1. More uncertainty ahead
Aided by vaccine rollouts, the travel and tourism sector made encouraging strides in 2021 with positive uptick in traveller intentions and a bounce back in numbers this past summer and autumn. However, the impact of the Omicron variant at the tail end of last year served as a powerful reminder of the uncertainty created by the pandemic. As more and more restrictions were brought in, travel to and across Europe once again became increasingly difficult for tourists.
Omicron aside, we shouldn’t dismiss the other factors that have also weighed on tourism recovery such as the confusion around the colour-coded EU travel system applied differently across European destinations. We are surprised that the ECDC regional colour-coded map will remain as a source of information for travel this year, despite the proposed European Commission’s individual traveller-based approach. This will generate further confusion for intra-EU travel, in particular for families with children due to diverging measures.
As we venture further into 2022, we must be realistic – what the year holds for travel and tourism will depend on Europe’s ability to limit the new outbreaks, harmonise COVID-19 rules and keep travel and tourism open. Ultimately though, there’s no doubt that more uncertainty lies ahead.
2. Time for a more joint-up approach
With another challenging year ahead, it is of paramount importance that there is a more joint up and coordinated approach to travel across Europe. While the creation of the EU Digital COVID-19 Certificate in 2021 has helped simplify cross-border mobility, inconsistent regulations across Europe still threaten the recovery of the continent’s travel and tourism sectors. The only solution is for European governments to fully align all their actions.

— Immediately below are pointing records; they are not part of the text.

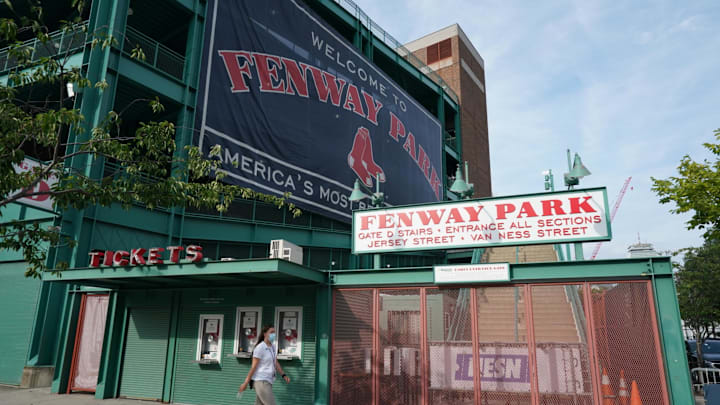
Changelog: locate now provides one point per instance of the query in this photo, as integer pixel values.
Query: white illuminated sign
(561, 217)
(472, 273)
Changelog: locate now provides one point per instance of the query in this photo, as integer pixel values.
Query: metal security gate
(519, 344)
(143, 365)
(88, 343)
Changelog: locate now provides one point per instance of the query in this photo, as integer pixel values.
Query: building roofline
(444, 33)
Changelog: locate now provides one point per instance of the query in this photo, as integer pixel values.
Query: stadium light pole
(576, 171)
(376, 199)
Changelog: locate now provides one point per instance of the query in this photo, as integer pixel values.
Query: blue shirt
(266, 367)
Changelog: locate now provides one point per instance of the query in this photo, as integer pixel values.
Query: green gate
(143, 369)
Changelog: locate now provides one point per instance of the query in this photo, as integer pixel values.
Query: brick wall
(474, 123)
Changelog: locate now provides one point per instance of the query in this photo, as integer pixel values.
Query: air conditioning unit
(282, 249)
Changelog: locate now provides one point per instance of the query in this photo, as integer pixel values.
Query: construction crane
(618, 200)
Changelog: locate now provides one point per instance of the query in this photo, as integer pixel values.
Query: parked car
(711, 353)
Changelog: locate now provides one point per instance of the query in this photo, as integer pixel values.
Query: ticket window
(209, 347)
(289, 332)
(247, 328)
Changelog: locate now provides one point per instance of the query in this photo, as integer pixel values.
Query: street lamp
(376, 199)
(460, 187)
(576, 172)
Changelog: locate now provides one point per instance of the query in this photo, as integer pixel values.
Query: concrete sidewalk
(10, 395)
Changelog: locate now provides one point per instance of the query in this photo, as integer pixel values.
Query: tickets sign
(560, 217)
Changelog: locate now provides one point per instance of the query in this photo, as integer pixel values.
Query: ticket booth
(184, 332)
(565, 332)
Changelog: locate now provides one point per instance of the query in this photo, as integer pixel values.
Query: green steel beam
(670, 328)
(109, 17)
(450, 151)
(458, 132)
(42, 350)
(251, 266)
(71, 62)
(157, 82)
(68, 326)
(172, 347)
(111, 355)
(323, 327)
(523, 272)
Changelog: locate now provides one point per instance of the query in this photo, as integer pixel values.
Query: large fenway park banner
(506, 368)
(297, 109)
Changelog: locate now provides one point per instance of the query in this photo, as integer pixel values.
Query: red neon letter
(95, 258)
(175, 253)
(397, 129)
(576, 205)
(194, 253)
(504, 209)
(154, 256)
(119, 258)
(137, 256)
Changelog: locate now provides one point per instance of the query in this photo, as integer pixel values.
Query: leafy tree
(698, 288)
(695, 189)
(150, 171)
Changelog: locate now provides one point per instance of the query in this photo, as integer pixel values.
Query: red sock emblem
(361, 160)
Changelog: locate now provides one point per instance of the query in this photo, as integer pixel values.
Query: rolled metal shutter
(18, 300)
(143, 370)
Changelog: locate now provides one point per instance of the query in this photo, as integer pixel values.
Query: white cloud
(631, 86)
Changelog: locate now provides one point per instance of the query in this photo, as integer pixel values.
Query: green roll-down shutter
(143, 369)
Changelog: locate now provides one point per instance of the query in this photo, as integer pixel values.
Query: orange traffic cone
(606, 389)
(623, 393)
(635, 395)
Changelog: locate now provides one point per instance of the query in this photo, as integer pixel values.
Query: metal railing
(61, 42)
(381, 34)
(702, 376)
(450, 140)
(157, 55)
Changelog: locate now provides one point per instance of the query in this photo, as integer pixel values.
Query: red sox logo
(361, 161)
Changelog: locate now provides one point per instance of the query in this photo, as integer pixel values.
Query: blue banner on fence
(298, 109)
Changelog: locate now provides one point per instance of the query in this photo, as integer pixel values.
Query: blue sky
(632, 86)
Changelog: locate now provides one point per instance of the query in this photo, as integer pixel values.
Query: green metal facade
(18, 302)
(152, 322)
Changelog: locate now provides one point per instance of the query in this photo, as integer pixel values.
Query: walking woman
(264, 366)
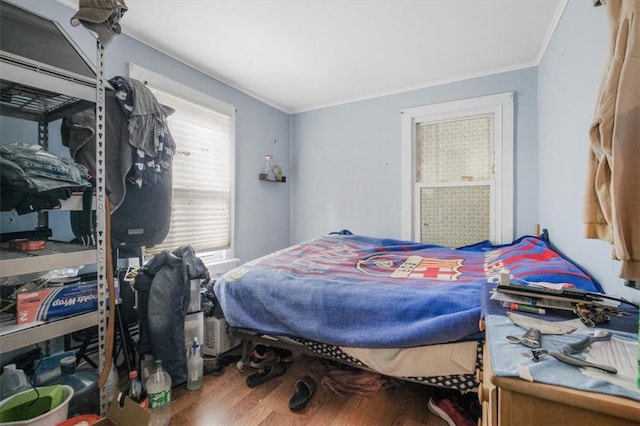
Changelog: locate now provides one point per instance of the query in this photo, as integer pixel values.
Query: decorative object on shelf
(277, 171)
(272, 172)
(268, 170)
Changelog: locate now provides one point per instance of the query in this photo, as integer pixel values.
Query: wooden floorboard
(227, 400)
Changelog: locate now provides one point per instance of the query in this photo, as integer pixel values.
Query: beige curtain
(612, 203)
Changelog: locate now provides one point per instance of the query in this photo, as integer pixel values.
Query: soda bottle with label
(158, 386)
(136, 391)
(195, 367)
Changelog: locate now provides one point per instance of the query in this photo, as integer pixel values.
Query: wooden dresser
(510, 401)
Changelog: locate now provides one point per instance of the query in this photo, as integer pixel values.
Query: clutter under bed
(402, 309)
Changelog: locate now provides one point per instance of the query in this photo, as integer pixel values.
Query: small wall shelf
(263, 176)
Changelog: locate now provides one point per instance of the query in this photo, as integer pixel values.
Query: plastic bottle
(136, 391)
(112, 387)
(12, 381)
(158, 386)
(194, 367)
(86, 394)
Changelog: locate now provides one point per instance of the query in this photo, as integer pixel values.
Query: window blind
(201, 194)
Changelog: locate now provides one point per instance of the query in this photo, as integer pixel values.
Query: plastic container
(195, 367)
(27, 408)
(159, 392)
(12, 381)
(86, 394)
(112, 387)
(136, 391)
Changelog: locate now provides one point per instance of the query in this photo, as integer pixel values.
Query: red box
(55, 302)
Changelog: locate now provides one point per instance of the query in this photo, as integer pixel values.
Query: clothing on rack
(33, 179)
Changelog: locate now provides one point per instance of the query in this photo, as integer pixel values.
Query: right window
(457, 172)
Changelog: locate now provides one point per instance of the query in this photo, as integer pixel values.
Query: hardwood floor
(227, 400)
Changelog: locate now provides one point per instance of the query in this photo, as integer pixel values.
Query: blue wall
(346, 158)
(262, 209)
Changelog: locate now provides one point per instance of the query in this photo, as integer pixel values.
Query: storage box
(216, 337)
(129, 414)
(55, 302)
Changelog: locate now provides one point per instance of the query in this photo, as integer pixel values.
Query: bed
(400, 308)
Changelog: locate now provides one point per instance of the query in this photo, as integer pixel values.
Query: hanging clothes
(612, 199)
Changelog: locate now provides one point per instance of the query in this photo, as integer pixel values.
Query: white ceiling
(306, 54)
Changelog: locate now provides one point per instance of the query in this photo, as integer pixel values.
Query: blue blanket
(358, 291)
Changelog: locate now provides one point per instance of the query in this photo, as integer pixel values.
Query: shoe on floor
(266, 374)
(450, 411)
(262, 356)
(305, 389)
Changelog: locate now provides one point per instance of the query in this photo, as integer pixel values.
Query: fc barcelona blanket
(358, 291)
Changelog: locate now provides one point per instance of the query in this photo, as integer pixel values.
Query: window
(457, 162)
(202, 195)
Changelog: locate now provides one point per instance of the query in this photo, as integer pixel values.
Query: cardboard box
(55, 302)
(129, 414)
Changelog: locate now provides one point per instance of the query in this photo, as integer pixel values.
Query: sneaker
(263, 356)
(450, 411)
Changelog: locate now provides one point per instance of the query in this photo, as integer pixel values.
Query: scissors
(530, 339)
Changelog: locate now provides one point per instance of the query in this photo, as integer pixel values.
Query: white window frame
(501, 107)
(219, 258)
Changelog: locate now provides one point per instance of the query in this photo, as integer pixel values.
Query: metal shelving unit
(44, 76)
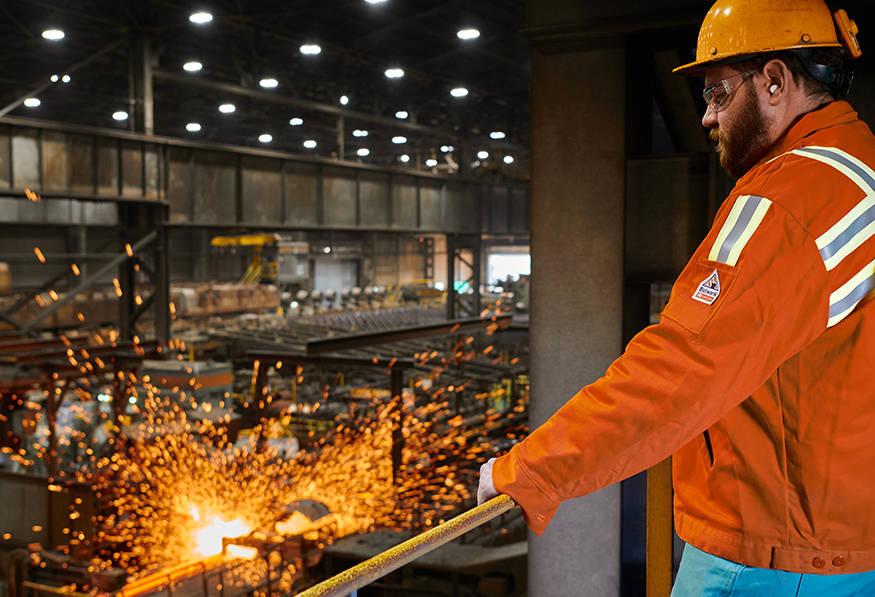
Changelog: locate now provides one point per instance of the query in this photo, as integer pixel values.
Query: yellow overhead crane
(275, 260)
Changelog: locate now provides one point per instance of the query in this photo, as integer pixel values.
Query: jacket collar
(833, 113)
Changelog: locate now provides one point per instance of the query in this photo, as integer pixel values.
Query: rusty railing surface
(390, 560)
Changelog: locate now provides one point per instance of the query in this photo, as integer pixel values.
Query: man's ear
(777, 78)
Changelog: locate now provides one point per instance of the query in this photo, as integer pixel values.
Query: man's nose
(709, 120)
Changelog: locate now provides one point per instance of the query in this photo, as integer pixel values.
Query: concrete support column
(577, 196)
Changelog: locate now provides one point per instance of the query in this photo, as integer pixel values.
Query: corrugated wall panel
(339, 197)
(300, 193)
(374, 196)
(26, 159)
(261, 188)
(404, 208)
(215, 187)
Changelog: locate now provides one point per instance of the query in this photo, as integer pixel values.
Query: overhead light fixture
(200, 18)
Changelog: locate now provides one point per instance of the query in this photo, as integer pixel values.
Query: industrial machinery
(275, 260)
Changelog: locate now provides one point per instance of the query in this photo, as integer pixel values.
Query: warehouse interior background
(276, 277)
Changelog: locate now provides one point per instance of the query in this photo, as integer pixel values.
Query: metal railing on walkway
(349, 581)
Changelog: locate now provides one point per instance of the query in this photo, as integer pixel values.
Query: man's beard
(745, 140)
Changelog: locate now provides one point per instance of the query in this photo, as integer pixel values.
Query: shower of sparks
(175, 496)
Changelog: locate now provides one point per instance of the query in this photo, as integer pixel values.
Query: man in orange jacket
(759, 376)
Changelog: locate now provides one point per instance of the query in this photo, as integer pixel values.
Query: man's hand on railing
(486, 490)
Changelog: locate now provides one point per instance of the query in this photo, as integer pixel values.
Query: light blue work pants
(704, 575)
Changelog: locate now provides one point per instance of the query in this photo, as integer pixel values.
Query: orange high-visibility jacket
(759, 378)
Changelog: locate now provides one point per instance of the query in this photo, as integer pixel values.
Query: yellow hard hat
(734, 29)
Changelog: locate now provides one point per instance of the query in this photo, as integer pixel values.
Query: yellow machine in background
(275, 260)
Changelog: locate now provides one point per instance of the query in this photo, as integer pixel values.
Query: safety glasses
(715, 95)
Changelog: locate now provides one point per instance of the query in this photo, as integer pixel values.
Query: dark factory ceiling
(249, 45)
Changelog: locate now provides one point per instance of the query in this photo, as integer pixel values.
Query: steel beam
(49, 311)
(347, 341)
(268, 356)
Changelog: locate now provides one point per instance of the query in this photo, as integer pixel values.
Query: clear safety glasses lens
(715, 95)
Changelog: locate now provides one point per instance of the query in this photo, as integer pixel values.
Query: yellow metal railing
(379, 566)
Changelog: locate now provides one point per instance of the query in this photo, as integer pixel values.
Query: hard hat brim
(698, 68)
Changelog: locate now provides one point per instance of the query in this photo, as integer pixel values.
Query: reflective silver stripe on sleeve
(843, 301)
(744, 218)
(858, 225)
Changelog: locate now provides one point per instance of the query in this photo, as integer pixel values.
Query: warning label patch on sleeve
(709, 289)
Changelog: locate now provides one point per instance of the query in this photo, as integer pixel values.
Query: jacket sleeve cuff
(510, 476)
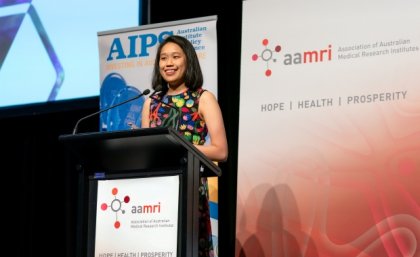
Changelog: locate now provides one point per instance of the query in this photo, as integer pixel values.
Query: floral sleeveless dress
(187, 121)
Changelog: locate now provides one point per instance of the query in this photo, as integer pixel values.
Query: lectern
(139, 192)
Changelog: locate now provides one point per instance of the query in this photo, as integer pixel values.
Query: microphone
(145, 92)
(178, 112)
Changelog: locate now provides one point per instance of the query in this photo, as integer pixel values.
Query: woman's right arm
(145, 113)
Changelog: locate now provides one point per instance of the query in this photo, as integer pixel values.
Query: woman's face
(172, 64)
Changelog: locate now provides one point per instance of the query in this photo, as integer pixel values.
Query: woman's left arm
(209, 110)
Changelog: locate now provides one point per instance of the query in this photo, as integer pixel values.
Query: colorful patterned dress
(185, 119)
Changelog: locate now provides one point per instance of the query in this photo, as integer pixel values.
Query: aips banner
(127, 57)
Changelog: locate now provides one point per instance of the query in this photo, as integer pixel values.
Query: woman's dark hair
(193, 76)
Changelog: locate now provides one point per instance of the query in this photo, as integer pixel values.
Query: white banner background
(329, 149)
(127, 57)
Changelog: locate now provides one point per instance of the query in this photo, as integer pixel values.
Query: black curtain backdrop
(39, 174)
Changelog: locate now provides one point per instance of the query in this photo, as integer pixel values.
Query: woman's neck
(176, 90)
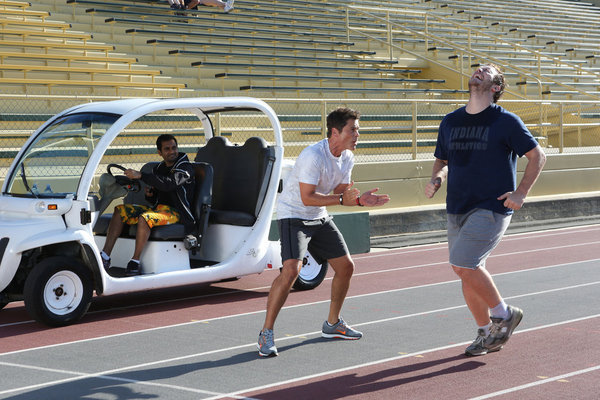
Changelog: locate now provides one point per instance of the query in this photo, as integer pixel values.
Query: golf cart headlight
(40, 206)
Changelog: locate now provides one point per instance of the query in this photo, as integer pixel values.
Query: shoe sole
(338, 336)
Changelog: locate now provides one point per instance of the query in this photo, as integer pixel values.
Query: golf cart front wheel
(58, 291)
(311, 274)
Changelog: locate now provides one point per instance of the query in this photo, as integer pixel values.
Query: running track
(199, 342)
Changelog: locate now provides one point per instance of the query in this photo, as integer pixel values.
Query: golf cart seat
(241, 178)
(201, 205)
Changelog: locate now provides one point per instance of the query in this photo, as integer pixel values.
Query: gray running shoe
(266, 344)
(340, 330)
(477, 348)
(228, 5)
(502, 329)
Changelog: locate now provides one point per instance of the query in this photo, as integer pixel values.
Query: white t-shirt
(316, 166)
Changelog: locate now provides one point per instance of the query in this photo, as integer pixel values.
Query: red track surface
(558, 362)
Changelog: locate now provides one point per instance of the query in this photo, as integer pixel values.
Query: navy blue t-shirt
(481, 150)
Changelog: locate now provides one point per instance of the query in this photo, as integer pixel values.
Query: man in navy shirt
(476, 152)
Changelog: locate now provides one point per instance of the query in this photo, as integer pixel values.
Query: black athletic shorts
(320, 236)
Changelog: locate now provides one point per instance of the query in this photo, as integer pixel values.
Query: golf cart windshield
(52, 164)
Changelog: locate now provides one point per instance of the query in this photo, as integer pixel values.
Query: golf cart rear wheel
(311, 274)
(58, 291)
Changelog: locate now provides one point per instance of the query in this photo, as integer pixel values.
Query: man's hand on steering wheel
(126, 181)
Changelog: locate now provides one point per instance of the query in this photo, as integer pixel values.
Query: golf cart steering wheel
(129, 184)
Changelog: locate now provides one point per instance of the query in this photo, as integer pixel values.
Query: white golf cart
(52, 220)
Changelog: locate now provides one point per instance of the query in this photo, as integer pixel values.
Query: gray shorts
(320, 236)
(473, 236)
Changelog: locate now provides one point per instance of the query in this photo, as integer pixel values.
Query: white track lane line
(358, 257)
(104, 374)
(537, 383)
(507, 238)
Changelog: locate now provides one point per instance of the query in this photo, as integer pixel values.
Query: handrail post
(324, 118)
(389, 25)
(347, 25)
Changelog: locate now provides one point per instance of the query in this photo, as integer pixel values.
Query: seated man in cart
(170, 190)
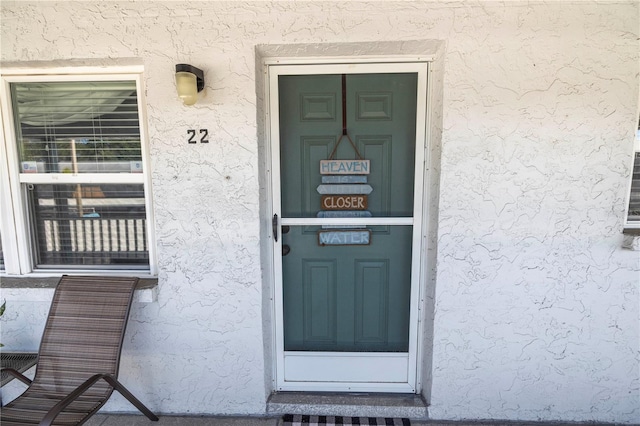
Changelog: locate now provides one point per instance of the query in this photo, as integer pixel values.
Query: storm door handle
(274, 225)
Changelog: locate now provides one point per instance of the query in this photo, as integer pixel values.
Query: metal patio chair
(79, 354)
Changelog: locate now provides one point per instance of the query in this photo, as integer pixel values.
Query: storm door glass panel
(380, 119)
(347, 289)
(1, 255)
(633, 216)
(347, 298)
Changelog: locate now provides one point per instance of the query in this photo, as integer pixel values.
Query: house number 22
(204, 135)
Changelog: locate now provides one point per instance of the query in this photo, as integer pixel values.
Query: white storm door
(347, 145)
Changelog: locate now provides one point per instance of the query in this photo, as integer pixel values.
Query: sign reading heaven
(344, 167)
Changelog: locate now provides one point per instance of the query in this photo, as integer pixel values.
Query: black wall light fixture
(189, 81)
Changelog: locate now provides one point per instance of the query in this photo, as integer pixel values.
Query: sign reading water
(344, 238)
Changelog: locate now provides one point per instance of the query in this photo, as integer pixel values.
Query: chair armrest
(18, 375)
(57, 409)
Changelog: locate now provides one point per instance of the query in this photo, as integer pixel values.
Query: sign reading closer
(344, 202)
(344, 167)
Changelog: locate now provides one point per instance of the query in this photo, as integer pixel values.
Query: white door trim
(410, 363)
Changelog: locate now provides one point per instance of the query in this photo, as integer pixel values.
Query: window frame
(15, 227)
(632, 226)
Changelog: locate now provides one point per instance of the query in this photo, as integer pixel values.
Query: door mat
(305, 420)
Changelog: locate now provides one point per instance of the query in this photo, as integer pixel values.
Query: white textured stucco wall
(537, 306)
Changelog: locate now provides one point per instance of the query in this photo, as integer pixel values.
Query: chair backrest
(84, 332)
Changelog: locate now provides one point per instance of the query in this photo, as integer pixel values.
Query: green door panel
(351, 298)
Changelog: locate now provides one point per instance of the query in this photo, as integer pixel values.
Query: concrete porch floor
(169, 420)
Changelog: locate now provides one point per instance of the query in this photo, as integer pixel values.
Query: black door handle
(274, 227)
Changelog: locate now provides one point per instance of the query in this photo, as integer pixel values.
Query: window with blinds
(78, 147)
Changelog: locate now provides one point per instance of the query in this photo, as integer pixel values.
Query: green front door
(347, 231)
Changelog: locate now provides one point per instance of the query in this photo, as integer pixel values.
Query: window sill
(631, 239)
(40, 289)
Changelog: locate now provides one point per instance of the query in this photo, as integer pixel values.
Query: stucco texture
(536, 303)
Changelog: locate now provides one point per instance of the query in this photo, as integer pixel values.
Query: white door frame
(410, 363)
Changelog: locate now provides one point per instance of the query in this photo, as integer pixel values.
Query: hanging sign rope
(332, 166)
(344, 191)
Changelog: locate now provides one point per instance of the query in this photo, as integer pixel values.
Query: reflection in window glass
(77, 127)
(89, 224)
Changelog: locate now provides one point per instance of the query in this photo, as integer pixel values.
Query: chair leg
(132, 399)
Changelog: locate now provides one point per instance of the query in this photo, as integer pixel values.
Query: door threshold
(354, 404)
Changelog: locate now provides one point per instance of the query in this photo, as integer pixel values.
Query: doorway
(347, 148)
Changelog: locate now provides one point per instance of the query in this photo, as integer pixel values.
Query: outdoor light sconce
(189, 81)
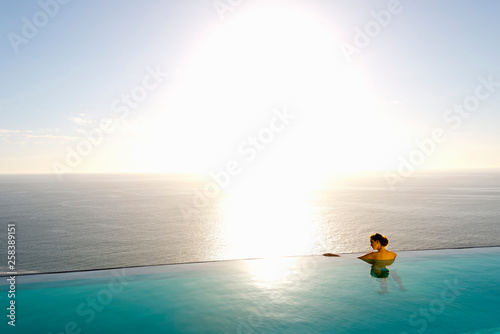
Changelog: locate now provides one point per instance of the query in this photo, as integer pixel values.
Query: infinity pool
(443, 291)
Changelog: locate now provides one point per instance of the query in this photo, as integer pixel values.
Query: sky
(292, 88)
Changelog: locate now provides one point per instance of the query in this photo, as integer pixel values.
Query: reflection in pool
(380, 272)
(305, 294)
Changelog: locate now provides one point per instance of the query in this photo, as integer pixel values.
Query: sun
(262, 57)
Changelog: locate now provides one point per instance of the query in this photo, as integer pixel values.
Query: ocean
(97, 221)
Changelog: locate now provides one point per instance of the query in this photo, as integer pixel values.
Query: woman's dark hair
(380, 238)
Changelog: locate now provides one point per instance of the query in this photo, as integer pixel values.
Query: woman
(378, 243)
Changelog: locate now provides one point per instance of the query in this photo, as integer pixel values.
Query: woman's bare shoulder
(367, 256)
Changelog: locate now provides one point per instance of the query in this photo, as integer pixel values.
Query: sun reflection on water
(270, 223)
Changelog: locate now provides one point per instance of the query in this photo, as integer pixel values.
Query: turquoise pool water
(443, 291)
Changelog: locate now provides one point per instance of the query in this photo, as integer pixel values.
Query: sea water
(123, 220)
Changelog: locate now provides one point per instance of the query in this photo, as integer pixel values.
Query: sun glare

Joint up thinking is also necessary on an international level. ETC is hopeful that with more vaccines and boosters administered around the world, Europe will finally take the decision to accept all WHO-listed vaccines for entry to the EU. This would undoubtedly help reboot long-haul recovery in 2022, something which is vital for reigniting tourism in Europe.
3. Building back better
One positive of the pandemic is the space it has given the sector to reflect on how best to modernise and evolve. EU institutions, national authorities, destinations, and the private industry have an opportunity to build back better by working together to reimagine and create a more sustainable, digital, conscious and resilient European tourism sector. We need to rebuild our continent not only as the world leader in tourist numbers, but also in competitiveness.
2022 is the year to put the wheels in motion. We must set ambitious goals and craft plans that challenge the status quo. It is for this reason ETC and our 34-member National Tourism Organisations strongly welcome the ongoing EU work to develop the Transition Pathway for Tourism as part of the new Industrial Strategy in Europe and the upcoming EU Tourism Agenda 2030-2050. These documents will affect Europe’s tourism sector for the next two decades.
Political backing and funding are key to help tourism micro-industries, SMEs and family-run businesses survive this uncertain period and build back stronger. They represent 80% of Europe’s travel industry and can’t be left behind. ETC believes they can lead the way, ensuring that Europe’s tourism future is more sustainable.
Overall, ETC is hopeful that with focus and determination Europe can create a new world benchmark for sustainable tourism.